Please note, if you are reading this and you are having suicidal thoughts, or have had in the past, I would always advise talking to your GP before embarking on any form of therapy. Hypnosis is not a quick fix solution, it takes ongoing therapy sessions and effort on the clients part too. A mood stabilizing medication may be required as an early intervention.
How Hypnosis can help with Depression?
Hypnosis for depression can help address the underlying cause as well as help individuals find much more effective coping behaviors. It can also help people achieve a happier mood and decrease or dispel the pessimistic and negative thoughts that generally accompany depression. Hypnotherapy for this disorder will typically use a combination of suggestion and imagery to bring about positive changes in the unconscious processes of the depressed individual. People who undergo hypnosis for this disorder will often experience a new sense of freedom and a greater sense of control over their thoughts, their mood, and their life in general.

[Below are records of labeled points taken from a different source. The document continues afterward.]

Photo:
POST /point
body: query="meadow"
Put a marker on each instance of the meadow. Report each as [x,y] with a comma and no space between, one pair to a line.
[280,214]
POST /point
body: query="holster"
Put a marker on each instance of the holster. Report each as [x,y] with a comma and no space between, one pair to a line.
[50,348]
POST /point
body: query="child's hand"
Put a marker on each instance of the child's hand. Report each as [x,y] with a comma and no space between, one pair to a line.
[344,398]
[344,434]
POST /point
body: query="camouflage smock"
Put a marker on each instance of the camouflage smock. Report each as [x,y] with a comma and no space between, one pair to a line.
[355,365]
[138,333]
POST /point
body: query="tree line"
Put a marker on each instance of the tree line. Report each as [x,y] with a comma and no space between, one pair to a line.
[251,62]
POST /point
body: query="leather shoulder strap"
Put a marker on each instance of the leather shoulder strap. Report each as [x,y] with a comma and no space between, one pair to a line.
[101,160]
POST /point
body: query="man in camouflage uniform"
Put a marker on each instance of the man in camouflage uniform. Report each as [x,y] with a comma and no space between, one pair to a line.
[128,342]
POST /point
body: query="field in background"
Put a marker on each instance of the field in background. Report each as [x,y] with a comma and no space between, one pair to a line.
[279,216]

Since anxiety often goes hand in hand with depression, hypnosis can also be very beneficial because it helps reduce and often alleviate the anxious thoughts and feelings. Rather than remain stuck in the vicious cycle of painful thoughts and feelings of guilt, worthlessness, and hopelessness, hypnosis can help the person to develop a more positive outlook by using powerful self-suggestion. Rather than going through life reacting to difficult situations that would previously have felt overwhelming or hopeless, the individual learns how to respond effectively.

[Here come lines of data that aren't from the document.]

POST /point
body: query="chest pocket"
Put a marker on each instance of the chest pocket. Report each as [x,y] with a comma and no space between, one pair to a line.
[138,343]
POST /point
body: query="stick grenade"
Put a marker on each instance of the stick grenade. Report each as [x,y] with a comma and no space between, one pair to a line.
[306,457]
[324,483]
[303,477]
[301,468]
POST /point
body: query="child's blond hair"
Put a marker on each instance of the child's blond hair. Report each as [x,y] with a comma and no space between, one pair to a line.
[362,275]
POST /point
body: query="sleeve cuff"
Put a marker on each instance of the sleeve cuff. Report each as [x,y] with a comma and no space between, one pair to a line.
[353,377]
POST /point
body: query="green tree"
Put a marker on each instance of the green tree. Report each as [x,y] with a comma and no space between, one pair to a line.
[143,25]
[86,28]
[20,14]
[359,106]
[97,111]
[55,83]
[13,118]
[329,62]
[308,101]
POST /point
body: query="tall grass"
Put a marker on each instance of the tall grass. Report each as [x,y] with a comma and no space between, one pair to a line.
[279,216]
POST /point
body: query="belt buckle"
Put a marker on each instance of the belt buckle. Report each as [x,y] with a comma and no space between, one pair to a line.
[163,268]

One thing to remember with Depression is that people suffer in silence. They feel no-one will understand , no-one knows what I’m going through. They feel alone, abandoned, unloved even. If you take just one piece of information from this website , just remember that you aren’t alone, you aren’t the first person in history to feel the way you do. You aren’t weak , strange, or pathetic, there is a reason why you feel the way you do. So whether you choose to use Hypnotherapy or not, the simple act of just talking to someone, anyone, (friend, family, doctor, or co-worker) is a step in the right direction.